She said her friends would ask her if she was a male or a female. “It seems like yesterday that my employers discriminated against me and sent me back home after not even a year of going abroad,” she said.

She had gone abroad because of weak financial status of the family. Even though 14 children were born to two mothers in the family, Sunita preferred to identify herself as a member of the LGBTIQA+ community.

She said that she earned more than Rs 200,000 in Dubai and bought land in Chitwan from that money. She said that even though her employer in Dubai sent her back home as a 'transgender', she was paid for the period she worked. She complained that her passport was suspended so that she could not go abroad because she belonged to the LGBTIQA+ community. In time, Sunita met Sunil Babu Panta.

“I came to know about my sexuality because of Sunil Babu Panta. I internalized myself as a woman, even though I was acting like a man. I have always been fascinated by women's makeup. I used to find myself friendly with women's clothes,” she said, “But I was introduced as a man by this society. I stopped wearing men's clothes. I felt that I was a woman. So I started wearing women's clothes.”

One day she met a friend like herself. Through that friend, she went to Thamel in Kathmandu. Recalling Thamel's first night, she said, “I was really beautiful that day. I looked like a girl. There were many like me.”
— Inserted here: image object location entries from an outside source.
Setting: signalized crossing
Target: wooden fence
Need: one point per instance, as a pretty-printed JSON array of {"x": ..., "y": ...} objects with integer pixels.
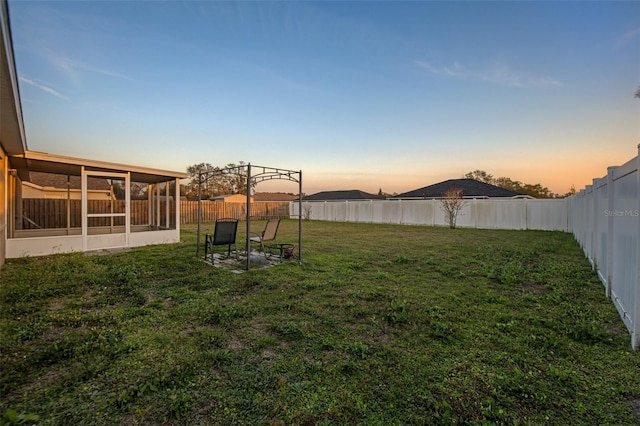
[{"x": 39, "y": 213}]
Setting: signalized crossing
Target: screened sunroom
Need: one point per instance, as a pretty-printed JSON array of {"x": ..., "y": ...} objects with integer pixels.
[{"x": 87, "y": 205}]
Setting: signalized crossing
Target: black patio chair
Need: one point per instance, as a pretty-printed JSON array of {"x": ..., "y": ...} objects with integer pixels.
[
  {"x": 268, "y": 234},
  {"x": 224, "y": 234}
]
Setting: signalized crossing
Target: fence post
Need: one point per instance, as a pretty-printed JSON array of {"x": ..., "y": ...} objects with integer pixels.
[
  {"x": 610, "y": 205},
  {"x": 635, "y": 333}
]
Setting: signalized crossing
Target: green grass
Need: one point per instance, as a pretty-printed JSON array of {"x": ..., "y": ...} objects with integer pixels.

In the days that followed, Thamel's clients and atmosphere attracted Sunita. As the days passed, she worked for a decade and a half in an organization working for sexual and gender minorities.

She also ran a hotel business in Kathmandu. Her business, which ran well in the beginning, did not sustain. “Initially, the hotel was doing very well,” she said, “One day, a friend introduced herself as a transgender to a customer who had come to the hotel. After that, customers stopped visiting the hotel.”

She narrated the experience of meeting people with different thoughts as the days went by. She said that slowly society started to understand them.

She also said that she opened an organization called 'Mayako Sansar' while working and advocating for sexual and gender minorities. “This organization listens to the problems faced by sexual and gender minorities, female and male sex workers and advocates their rights.”  

Sarita KC, the executive director of Mitini Nepal, said that gender and sexual minorities who went for foreign employment had to face many problems. She added that they are being sent back home from abroad because they are gender and sexual minorities. She said, “It is not easy for the people belonging to this community to go abroad.”

People of this community try to hide their identity and go abroad. But Sarita said that agents and manpower companies would not allow them to go abroad at the beginning after knowing that they belonged to the LGBTIQA+ community. Gender and sexual minorities said that even if they go abroad with their identity hidden, they are tormented by the fear of revealing the truth.

According to Kabiraj Upreti, information officer of the Department of Foreign Employment, people from gender and sexual minority communities are generally not included in the demands of employers.